As a best practice, I am trying to index a bunch of documents to Solr in one request instead of indexing one at a time. Now I have the problem that the files I am indexing are of different types (pdf, word document, text file, ...) and therefore have different metadata that gets extracted from Tika and indexed. I'd like to have certain fields/information for all files, regardless of the type, such as creator, creation date and path for example, but I don't know how to manually add fields when I index all the files at once. If I would index one file at a time, I could just add fields with request.setParam() but that is for the whole request and not for one file. And even if something like this is possible, how would I get information like the creator of a file in Java?

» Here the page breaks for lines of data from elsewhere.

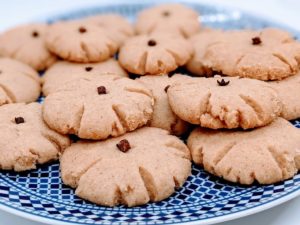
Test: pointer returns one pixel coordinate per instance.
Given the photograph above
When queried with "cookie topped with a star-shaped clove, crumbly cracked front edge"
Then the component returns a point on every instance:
(225, 102)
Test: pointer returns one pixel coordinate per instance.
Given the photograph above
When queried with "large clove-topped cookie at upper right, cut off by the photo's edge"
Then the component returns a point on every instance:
(269, 54)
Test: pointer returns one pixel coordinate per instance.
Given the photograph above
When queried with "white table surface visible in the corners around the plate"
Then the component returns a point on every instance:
(14, 12)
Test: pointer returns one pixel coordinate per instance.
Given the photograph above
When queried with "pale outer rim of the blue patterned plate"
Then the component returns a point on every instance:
(223, 218)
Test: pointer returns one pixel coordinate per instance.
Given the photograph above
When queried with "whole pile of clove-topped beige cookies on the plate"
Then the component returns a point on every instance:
(115, 110)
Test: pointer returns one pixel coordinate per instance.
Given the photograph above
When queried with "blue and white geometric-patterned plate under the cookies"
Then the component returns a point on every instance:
(204, 199)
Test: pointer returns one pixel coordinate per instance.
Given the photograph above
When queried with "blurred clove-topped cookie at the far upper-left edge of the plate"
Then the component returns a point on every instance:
(26, 43)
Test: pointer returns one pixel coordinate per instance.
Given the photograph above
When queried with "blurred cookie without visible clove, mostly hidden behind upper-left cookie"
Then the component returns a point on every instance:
(115, 24)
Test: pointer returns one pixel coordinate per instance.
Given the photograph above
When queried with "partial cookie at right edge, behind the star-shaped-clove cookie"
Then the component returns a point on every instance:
(288, 91)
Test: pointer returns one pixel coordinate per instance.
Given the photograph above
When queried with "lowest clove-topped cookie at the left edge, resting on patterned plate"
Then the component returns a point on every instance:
(25, 139)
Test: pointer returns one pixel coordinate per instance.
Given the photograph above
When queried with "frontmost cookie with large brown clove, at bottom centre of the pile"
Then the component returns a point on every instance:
(138, 167)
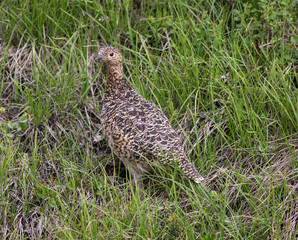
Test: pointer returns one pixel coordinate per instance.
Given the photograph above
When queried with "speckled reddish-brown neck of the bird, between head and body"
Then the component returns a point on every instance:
(115, 78)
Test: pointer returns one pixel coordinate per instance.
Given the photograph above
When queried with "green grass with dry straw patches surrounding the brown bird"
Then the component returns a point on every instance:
(225, 75)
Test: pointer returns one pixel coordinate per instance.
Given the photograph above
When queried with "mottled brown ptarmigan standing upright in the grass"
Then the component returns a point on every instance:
(136, 130)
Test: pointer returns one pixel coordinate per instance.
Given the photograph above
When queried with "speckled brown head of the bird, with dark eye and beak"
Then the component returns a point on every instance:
(110, 56)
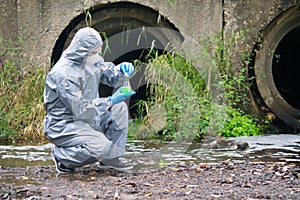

Is there a possibility to add fields for each file?
if(listOfFiles != null) {
for (File file : listOfFiles) {
if (file.isFile()) {
request.addFile(file, getContentType(file));
//add field only for this file?
}else{
//Folder, call the same method again -> recursion
request = addFilesToRequest(file, request);
}
}
}
As far as I know there is no way of submitting multiple files in the same requests. These requests are usually so heavy on processing anyway that lowering the amount of HTTP requests may not change the total processing time much.
If you want to speed it up, you can process all your files locally with Tika first (Tika is what's being used internally in Solr as well), then only submit the extracted data. That way you can multithread the extracting process, add the results to a queue and let the Solr submission process be performed as the queue grows - with all the content submitted to Solr in several larger batches (for example 1000 documents at a time).
This also allows you to scale your indexing process without having to add more Solr servers to make that part of the process go faster (if your Solr node can keep up with search traffic, it shouldn't be necessary to scale it just to process documents).
Using Tika manually also makes it easier to correct or change details while processing, such as file formats returning dates in different timezones etc. than what you expect.